Author(s): Boutell, Henry Sherman
Date of publication: 28 December 1901
Volume number: 45
Issue number: 2349
Pagination: 1329

 
Citation
Boutell, Henry Sherman. “William McKinley.” Harper’s Weekly 28 Dec. 1901 v45n2349: p. 1329.
 
Transcription
full text
 
Keywords
William McKinley (death: poetry).
 
Named persons
none.
 
Document

 

William McKinley

 


WHAT HAVE WE LOST?

What have we lost, who mourn a Nation’s chief,
     Struck down by one to whom he gave his trust,
     Amid the people whom he loved?

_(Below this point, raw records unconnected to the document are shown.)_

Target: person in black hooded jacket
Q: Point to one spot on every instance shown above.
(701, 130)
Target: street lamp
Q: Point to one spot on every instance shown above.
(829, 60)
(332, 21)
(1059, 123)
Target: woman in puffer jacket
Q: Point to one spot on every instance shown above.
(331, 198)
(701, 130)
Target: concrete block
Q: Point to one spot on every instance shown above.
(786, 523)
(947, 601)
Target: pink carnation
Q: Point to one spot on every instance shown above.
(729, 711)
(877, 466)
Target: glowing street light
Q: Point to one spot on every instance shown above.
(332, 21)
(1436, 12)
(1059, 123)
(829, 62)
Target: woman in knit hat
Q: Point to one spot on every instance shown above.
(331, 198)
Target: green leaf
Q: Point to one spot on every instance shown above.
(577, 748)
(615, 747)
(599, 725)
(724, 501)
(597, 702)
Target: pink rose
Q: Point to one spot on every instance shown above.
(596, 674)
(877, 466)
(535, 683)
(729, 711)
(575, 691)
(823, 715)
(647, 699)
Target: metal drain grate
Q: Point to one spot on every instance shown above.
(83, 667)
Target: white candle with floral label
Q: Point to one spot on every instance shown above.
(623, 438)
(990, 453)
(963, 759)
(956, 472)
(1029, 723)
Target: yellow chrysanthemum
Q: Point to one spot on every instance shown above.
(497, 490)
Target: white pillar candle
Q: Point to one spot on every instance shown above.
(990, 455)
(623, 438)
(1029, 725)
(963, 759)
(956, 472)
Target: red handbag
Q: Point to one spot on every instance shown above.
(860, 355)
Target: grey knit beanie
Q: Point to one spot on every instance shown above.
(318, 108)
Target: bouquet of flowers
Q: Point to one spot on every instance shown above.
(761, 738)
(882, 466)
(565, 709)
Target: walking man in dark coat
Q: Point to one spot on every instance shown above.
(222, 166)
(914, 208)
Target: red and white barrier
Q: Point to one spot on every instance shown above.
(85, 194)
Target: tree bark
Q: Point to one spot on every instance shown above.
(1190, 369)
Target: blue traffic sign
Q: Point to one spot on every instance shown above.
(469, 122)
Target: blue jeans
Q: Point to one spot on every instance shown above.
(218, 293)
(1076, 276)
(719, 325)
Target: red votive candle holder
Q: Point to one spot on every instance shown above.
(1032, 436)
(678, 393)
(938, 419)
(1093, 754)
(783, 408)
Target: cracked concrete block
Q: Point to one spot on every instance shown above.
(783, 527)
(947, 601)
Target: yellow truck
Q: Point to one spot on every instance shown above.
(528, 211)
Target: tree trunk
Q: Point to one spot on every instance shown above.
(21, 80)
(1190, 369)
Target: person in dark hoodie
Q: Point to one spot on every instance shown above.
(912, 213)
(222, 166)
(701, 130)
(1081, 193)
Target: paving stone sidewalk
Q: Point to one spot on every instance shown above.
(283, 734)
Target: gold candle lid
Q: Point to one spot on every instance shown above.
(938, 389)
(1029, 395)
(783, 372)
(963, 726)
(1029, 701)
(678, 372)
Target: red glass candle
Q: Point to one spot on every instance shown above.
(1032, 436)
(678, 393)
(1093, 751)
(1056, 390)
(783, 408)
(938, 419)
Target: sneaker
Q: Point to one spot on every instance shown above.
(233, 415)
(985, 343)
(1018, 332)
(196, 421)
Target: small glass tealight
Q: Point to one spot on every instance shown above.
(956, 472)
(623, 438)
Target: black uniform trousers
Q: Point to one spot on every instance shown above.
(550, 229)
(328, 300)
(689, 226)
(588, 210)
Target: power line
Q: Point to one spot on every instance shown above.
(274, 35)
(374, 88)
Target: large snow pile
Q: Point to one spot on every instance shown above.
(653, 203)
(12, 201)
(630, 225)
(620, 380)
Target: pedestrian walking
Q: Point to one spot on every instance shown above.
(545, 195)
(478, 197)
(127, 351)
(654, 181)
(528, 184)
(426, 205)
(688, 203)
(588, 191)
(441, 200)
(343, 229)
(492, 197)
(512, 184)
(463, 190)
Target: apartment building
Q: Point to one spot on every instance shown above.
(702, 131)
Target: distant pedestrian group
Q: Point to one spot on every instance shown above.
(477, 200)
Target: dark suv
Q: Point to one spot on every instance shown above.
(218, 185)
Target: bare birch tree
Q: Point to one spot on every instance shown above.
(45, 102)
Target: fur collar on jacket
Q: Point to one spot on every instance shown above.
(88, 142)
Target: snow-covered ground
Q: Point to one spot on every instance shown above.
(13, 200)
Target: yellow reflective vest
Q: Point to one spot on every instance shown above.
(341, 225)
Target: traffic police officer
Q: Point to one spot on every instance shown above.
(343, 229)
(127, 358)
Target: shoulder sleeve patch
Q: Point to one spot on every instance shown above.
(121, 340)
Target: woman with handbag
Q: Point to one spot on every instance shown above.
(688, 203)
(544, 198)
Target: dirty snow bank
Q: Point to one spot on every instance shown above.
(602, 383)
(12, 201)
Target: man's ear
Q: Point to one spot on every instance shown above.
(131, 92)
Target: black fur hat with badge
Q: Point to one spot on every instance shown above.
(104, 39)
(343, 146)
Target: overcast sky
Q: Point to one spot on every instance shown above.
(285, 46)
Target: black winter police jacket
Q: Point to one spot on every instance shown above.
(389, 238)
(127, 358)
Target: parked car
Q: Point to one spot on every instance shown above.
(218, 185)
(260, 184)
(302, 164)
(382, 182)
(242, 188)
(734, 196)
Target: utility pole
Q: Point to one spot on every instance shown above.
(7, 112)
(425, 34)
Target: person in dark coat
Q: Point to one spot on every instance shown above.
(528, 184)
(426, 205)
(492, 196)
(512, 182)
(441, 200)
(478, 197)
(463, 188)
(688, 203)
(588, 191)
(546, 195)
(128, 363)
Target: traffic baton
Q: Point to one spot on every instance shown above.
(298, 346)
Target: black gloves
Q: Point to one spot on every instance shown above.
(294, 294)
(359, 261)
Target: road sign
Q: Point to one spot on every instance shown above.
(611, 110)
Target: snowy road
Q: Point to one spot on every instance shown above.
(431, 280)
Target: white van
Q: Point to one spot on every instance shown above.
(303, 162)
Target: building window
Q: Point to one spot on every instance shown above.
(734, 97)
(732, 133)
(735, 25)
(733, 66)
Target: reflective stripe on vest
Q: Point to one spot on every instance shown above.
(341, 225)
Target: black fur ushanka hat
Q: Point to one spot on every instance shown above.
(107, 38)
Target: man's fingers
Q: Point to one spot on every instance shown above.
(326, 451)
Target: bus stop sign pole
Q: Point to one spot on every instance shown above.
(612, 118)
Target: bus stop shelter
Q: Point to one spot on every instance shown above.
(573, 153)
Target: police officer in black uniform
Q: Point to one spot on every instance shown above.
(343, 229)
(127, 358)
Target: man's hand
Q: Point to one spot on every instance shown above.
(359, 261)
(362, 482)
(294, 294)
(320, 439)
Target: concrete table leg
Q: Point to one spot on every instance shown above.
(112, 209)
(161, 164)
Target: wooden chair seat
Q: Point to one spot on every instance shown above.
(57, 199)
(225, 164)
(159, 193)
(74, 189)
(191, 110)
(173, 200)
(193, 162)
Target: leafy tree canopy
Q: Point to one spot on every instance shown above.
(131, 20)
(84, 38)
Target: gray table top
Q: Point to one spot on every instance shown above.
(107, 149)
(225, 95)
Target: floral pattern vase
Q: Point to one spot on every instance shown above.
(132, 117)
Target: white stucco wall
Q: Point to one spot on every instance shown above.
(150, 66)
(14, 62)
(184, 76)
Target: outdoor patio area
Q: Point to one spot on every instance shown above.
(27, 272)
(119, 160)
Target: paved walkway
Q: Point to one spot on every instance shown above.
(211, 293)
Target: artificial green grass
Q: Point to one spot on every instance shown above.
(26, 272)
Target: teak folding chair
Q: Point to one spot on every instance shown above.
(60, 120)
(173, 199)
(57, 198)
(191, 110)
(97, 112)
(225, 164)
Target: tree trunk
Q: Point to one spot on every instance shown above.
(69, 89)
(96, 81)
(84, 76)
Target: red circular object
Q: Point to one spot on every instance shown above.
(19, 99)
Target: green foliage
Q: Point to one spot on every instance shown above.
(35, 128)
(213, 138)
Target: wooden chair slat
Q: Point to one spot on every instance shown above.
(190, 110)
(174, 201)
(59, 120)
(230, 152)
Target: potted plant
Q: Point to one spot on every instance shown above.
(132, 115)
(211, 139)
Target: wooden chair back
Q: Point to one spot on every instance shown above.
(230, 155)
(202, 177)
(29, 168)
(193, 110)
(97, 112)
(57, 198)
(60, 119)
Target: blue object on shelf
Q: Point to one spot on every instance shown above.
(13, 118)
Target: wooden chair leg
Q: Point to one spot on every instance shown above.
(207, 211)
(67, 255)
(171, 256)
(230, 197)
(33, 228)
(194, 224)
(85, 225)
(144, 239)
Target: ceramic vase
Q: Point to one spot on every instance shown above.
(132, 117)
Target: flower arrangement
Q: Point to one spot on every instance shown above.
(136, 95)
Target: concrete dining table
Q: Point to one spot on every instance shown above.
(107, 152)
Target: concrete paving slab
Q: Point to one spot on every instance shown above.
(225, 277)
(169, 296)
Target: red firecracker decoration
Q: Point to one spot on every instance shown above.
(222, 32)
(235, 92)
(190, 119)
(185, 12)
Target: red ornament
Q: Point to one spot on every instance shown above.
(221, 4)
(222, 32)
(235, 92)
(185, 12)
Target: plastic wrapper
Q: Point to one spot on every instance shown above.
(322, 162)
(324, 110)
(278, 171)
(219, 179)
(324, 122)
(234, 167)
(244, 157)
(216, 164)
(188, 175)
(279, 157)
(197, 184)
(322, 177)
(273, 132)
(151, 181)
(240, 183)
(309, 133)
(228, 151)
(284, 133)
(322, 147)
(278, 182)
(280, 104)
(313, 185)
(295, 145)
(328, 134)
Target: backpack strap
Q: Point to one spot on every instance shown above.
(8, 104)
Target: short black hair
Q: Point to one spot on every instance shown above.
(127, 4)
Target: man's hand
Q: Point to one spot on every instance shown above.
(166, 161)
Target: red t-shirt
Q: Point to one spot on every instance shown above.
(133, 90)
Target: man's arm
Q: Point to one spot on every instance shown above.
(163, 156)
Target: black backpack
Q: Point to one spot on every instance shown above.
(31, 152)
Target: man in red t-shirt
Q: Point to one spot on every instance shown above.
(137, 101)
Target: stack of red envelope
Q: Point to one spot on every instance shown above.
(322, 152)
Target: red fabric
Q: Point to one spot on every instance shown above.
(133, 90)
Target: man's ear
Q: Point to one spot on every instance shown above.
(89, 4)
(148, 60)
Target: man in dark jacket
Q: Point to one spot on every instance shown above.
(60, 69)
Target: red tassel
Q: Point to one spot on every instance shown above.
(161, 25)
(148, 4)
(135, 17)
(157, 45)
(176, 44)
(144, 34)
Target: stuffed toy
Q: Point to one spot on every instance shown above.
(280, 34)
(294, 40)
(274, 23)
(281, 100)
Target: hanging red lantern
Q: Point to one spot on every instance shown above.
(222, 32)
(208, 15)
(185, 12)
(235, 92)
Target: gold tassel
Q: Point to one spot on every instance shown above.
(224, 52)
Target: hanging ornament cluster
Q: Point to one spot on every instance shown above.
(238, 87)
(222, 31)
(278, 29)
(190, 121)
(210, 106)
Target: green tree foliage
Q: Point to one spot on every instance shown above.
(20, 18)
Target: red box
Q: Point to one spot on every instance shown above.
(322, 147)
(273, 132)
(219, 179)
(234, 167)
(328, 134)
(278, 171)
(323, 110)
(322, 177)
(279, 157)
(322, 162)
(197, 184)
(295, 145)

His dust
Sleeps now within the silent tomb. Our grief
Wakes with each dawn to question our belief
     That God is just. Why are we thus bereft?
     Why was he taken and the outcast left?
Will time and faith bring sorrow sure relief?
Lost is the kindly presence that we knew;
     Calm, patient, wise, gentle yet strong of will.
The welcome grasp, the winning smile that drew
     All men to him are lost. The voice is still
Whose last farewell of love and faith, borne through
     The mists of death, we heard with solemn thrill.

WHAT HAVE WE GAINED?

What have we gained whose best-beloved friend
     The Lord hath called nearer to Him? Release
     From toil and strife is his reward, and peace
Which passeth understanding without end.
Can death bring gain to those whose prayers ascend
     For nightly visions of his vanished form;
     Or to the Nation which through calm and storm
His wisdom guided? Yes! For death can lend
Immortal power to words and deeds, as night
     Lends glory to the stars. This is our gain.
His words a deeper wisdom speak, and bright
     With their eternal worth his deeds remain.
Death cannot quench nor dim the living light
     Of his pure life which God took not in vain.